CFIA is currently considering including the meal in layer feed. Camelina meal has also been approved for animal rations in the U.S. for all species. Industry members believe it will eventually be approved for all species in Canada and have high hopes for its potential use in the aquaculture and pet food industries.
Production and marketing challenges
Grushcow said production challenges include the lack of a registered broadleaf herbicide, and the small size of the seed — a quarter to half the size of canola.
“We are also trialling a large-seeded variety — the seed is 40 per cent bigger. There has never been a variety released like that and we are quite excited. We are aiming to release it for the 2017 crop year,” Grushcow said.
Currently seed grown in Canada is shipped to the States to be crushed.

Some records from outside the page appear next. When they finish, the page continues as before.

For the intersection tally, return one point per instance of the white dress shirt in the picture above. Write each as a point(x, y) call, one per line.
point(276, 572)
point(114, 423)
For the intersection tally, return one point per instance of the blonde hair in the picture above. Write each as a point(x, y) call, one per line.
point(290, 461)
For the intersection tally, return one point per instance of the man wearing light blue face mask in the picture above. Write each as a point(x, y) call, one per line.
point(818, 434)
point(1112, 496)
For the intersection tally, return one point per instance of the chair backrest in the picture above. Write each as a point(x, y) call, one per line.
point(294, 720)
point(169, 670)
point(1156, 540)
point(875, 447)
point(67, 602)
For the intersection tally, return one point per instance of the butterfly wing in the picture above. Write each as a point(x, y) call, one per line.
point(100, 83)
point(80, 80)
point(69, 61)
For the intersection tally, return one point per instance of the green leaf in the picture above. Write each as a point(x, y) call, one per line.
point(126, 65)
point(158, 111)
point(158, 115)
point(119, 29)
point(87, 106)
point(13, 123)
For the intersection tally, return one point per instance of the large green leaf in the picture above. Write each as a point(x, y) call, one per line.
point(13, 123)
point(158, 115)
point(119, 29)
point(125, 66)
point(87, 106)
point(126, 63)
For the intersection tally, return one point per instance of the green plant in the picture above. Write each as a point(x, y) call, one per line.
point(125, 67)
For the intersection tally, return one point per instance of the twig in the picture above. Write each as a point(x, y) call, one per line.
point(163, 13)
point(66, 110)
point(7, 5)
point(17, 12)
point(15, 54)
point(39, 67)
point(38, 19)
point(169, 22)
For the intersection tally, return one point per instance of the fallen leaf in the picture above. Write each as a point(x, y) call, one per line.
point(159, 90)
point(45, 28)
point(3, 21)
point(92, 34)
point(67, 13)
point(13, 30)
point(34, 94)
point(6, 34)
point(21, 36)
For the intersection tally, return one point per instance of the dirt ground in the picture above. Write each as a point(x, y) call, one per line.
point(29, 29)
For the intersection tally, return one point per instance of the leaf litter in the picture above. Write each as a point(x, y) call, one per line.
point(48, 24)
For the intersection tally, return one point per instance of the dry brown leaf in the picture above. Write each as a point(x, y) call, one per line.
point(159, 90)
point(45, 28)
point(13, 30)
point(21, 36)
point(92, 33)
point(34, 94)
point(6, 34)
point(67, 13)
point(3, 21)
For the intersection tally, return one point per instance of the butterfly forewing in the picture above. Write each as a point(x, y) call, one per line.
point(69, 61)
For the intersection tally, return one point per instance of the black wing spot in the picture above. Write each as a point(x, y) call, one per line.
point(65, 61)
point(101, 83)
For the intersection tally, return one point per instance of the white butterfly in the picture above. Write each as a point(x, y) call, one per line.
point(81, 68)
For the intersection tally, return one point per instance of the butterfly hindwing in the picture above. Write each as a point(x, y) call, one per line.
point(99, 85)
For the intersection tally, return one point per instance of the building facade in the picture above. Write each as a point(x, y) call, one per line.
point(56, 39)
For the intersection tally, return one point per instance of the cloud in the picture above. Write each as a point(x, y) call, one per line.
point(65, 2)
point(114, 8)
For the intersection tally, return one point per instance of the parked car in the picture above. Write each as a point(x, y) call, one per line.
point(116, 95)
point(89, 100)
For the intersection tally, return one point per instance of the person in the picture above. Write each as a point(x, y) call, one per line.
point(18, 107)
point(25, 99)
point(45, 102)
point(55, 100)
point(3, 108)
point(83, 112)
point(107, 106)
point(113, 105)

“In the next two to three years my goal is to find a place in Western Canada where I can have camelina crushed or build a crush facility. Once we further develop the market, we can start to build local production and that will really help our economics overall,” Grushcow said.
The United States Department of Agriculture recently began exploring intercropping and relay cropping camelina with soybeans, for which Grushcow sees potential in Manitoba.
“I really think that the opportunity for camelina in Manitoba lies as a complementary crop with soybeans. We are starting to do some trials on that now and if it works well it will be a really big opportunity,” he said.
Smart Earth Seeds will be working to replicate trials similar to the USDA with the hopes of working camelina into soybean rotations.